Zayden took the drive, his eyes meeting Mateo's. For the first time, there was a grim, mutual understanding between them. The war between the Spencers and the Ramirez families was on hold. There was a bigger monster to hunt.
"Go home, Ramirez. Get cleaned up," Zayden said, his voice low. "I'll stay with her."
"She's my sister, Spencer."
"And she's my reason for staying sane," Zayden countered.
Mateo looked at Ysabella, then at Zayden. He nodded once, a silent surrender. He knew that in this moment, Zayden Spencer was the only thing standing between Ysabella and the darkness.
As Mateo left, Zayden walked into the trauma bay.

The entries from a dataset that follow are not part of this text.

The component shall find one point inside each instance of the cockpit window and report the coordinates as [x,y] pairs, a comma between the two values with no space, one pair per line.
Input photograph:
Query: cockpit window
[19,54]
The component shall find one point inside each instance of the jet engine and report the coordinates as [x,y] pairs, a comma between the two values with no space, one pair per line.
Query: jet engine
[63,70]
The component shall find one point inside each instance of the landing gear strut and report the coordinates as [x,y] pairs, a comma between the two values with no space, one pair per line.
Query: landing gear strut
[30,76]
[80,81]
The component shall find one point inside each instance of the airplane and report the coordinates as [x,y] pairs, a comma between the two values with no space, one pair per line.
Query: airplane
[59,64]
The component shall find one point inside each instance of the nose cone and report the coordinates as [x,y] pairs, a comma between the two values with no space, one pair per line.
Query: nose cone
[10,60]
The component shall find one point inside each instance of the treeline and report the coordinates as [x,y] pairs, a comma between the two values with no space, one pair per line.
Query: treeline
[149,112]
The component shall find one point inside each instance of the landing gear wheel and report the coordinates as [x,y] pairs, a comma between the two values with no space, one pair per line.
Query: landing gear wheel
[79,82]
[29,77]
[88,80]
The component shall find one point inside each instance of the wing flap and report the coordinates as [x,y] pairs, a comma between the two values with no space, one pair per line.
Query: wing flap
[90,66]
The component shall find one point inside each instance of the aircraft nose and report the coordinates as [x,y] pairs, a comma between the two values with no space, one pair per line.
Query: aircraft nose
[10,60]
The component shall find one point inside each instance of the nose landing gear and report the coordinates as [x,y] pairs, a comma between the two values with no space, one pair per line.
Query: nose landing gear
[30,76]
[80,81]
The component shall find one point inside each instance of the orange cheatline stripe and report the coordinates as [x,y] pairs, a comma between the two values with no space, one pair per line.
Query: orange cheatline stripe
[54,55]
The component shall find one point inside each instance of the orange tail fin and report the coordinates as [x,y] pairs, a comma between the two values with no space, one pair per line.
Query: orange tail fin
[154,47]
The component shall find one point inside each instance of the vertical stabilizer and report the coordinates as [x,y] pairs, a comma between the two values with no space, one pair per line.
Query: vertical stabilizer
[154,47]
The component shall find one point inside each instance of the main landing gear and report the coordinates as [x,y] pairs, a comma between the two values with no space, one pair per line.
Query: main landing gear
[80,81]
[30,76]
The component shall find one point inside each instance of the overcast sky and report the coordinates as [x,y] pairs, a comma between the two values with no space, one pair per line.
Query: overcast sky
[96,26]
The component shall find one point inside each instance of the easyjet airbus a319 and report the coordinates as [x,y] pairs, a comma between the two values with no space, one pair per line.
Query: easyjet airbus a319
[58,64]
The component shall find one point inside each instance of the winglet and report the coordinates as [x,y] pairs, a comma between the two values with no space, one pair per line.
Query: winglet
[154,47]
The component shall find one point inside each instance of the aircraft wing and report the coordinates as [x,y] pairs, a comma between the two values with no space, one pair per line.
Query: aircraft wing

The doctors moved aside, sensing the aura of the man who had just saved their patient. Zayden sat in the small plastic chair beside the bed. He reached out and took Ysabella's hand. It was cold, but the pulse was there—thrumming beneath her skin like a promise.
He leaned in, his lips close to her ear.
"You're going to wake up, Ysabella," he whispered, his American accent softened by a desperate tenderness. "Because I still haven't taken you to that dinner. And I still haven't told you... that I'm never letting you go."
Outside, the first light of dawn began to break over Manila. But for Zayden Spencer, the sun wouldn't rise until she opened her eyes.